I can see it coming. I have a 16 month old baby girl here at home and a 10.5 yr old going to school each day for right now until school ends. This boy is due in May and I can see it coming. I am currently flooded with requests to read "Goodnight Piggyboo" and "Little Quack Plays Hide and Seek". If I am not carefully aware of my surroundings at the time, the book may land squarely in my forehead as a request. I love the fact that she is so interested in books but can see the separation anxiety starting right now. I got out of the car to walk one of our girl scout troop members to her door the other night and I heard the wail of crying coming from the car because I had vacated my seat next to her. Never mind the fact that Daddy and big sister were still in the car with her and the music she so loves was still going.
I am turning a little fearful of the "jealousy" that I may be encouraging by not tackling these small problems now. I know it's normal for her to want Mama now that she actually calls me that versus Daddy or UUUhhhh. I worry about how to handle when I have to breastfeed her brother and she wants mommy and daughter time. She does do a lot of play on her own here during the day so I am not a constant attachment to her side. Maybe it will all fall into place and she will be more facinated with the new baby brother to worry about attention loss, I can only hope. I am willing to take suggestions from anyone who has faced this dilema in their own families.
I've gotten her to go to bed regularly with the sound of her Fisher Price aquarium crib toy. She loves the sound of the rain and it seems to do the trick just beautifully to get her to go to bed. We had a week of frustration in trying to learn that bedtime was bedtime and she was going down to bed without being rocked or having food/bottle. My mother is more than happy to take care of her while we are in the hospital which is a BIG help. I just want to make sure I haven't created a monster for her to handle. So the bedtime routine should help ease transition for the few days I'm gone.
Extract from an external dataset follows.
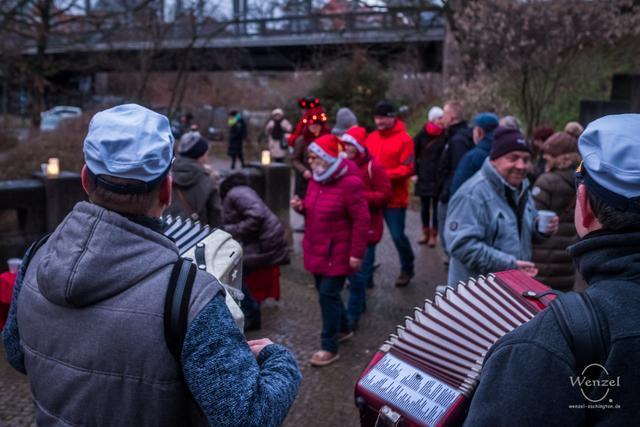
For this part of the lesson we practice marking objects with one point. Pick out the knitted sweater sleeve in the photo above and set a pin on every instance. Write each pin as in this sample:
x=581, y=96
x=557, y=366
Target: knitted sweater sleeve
x=229, y=384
My goodness I believe she is going into a growth spurt as well. She is drinking more milk/soy and eating more table food than before. She actually almost finished a full Gerber Graduate Spaghetti and Mini Meatball meal for the first time and napped for 3 hours in the AM and then 1 hour in the evening. Normally the 3 hour nap would suffice until bedtime. She napped from 7-8pm, woke up happy, played and then went down no problem at 10pm usual time. What was interesting was her getting up this morning. She woke up with a screeching cry and then started laughing when she saw that I was startled awake by her abrupt call.
My poor husband and his knee. He got up at 2:30am and couldn't get back to sleep due to the pain in his kneecap. He took his medicine, used the TENS unit for a bit and put on a cryocuff to help ice down the inflamation. He had a good work out at the PT session yesterday which I know would bring about a bit more pain but this is almost like post surgery pain. We shall put a call into the doctor to see if this is normal or if maybe something was missed. I trust the doctor debrided all he was suppose to, just hoping this pain in the kneecap goes away in a short time. Prior to his workout, he seemed to have been having a great day.
Well, it's almost time for Baby Story on TLC. I'm a sucker for that program now. Matter of fact, I'm getting anxious to meet our little one now. I keep seeing these women having babies on tv and now I'm thinking like Jennifer Aniston's character on Friends. "Everyone is going before me, it's MY turn next!" LOL In due time I will have this munchkin and it will be when he's ready I hope. But I prepare myself for a possible induction just like the rest.
Have a great day all and I hope to hear from anyone with suggestions for me on handling two little ones at home. I look forward to being the mother of three but I do worry about how to handle some of the challenges.